Entre temps, Scrappy est devenu bien plus qu’un coq. Un symbole des contradictions des jeux live service, où l’on demande aux joueurs de s’investir… pour mieux tout leur reprendre. Et si la vraie leçon, ici, était que les détails insignifiants font souvent les meilleures histoires ?
L'Avis de la rédaction
Par Celtic
Ah, donc Embark a dobé en nous offrant un Scrappy aussi attachant qu’un Final Fantasy VII Remake, mais avec moins de budget et plus de plumes.
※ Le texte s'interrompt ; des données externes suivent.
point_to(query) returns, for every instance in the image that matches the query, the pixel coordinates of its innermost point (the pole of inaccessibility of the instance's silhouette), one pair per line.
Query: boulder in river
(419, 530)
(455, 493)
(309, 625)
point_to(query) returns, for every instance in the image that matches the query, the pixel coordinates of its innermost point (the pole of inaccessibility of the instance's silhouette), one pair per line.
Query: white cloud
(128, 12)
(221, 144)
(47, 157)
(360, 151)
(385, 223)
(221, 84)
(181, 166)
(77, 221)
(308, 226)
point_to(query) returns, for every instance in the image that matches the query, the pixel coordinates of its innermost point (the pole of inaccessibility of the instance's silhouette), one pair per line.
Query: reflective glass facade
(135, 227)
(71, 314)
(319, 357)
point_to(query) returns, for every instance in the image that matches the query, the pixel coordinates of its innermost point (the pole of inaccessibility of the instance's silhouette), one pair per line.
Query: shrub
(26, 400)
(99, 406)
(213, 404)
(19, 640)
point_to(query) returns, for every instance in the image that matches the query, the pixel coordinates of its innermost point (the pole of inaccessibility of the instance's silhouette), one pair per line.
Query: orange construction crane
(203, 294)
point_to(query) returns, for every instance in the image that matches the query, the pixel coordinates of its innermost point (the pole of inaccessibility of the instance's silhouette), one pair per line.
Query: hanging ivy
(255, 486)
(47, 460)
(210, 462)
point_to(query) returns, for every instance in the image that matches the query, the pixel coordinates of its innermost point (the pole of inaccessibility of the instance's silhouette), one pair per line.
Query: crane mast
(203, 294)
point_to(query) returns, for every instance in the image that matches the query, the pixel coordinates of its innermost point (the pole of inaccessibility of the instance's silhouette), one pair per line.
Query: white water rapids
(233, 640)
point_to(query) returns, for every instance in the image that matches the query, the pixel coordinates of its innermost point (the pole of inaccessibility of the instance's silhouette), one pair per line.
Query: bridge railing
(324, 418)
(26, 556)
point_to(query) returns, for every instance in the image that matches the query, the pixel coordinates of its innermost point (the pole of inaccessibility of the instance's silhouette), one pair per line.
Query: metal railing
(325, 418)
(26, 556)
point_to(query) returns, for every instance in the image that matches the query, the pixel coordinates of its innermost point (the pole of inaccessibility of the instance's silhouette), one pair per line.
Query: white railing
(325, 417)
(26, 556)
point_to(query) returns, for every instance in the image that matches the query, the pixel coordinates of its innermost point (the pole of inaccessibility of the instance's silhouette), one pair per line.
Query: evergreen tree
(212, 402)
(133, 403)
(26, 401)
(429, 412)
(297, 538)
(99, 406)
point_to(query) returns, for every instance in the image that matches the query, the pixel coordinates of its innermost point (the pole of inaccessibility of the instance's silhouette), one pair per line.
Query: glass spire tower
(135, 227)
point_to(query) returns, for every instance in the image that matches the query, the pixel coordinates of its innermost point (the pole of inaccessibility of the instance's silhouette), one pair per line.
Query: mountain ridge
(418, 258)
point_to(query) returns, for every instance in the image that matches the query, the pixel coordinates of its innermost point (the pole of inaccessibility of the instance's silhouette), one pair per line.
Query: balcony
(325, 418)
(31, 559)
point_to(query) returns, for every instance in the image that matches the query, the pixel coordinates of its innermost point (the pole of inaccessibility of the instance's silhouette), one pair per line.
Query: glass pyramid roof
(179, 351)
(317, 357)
Le pire ? Ce coq a plus de profondeur psychologique que 90% des PNJ de Cyberpunk 2077 après la mise à jour. "Qui va s’occuper du poulet ?" , la question qui résume à elle seule pourquoi les joueurs paieraient pour un DLC "Scrappy le Héros" : parce qu’on s’attache aux zeubi qui nous regardent en clignant des yeux comme un Cloud après une défaite. Embark, si tu lis ça, fais-en un boss final , ou au moins un skin de lance-roquettes. Sinon, tu rates une disruption marketing de ouf. Okey-dokey, on attend vos excuses en forme de cosplay de coq.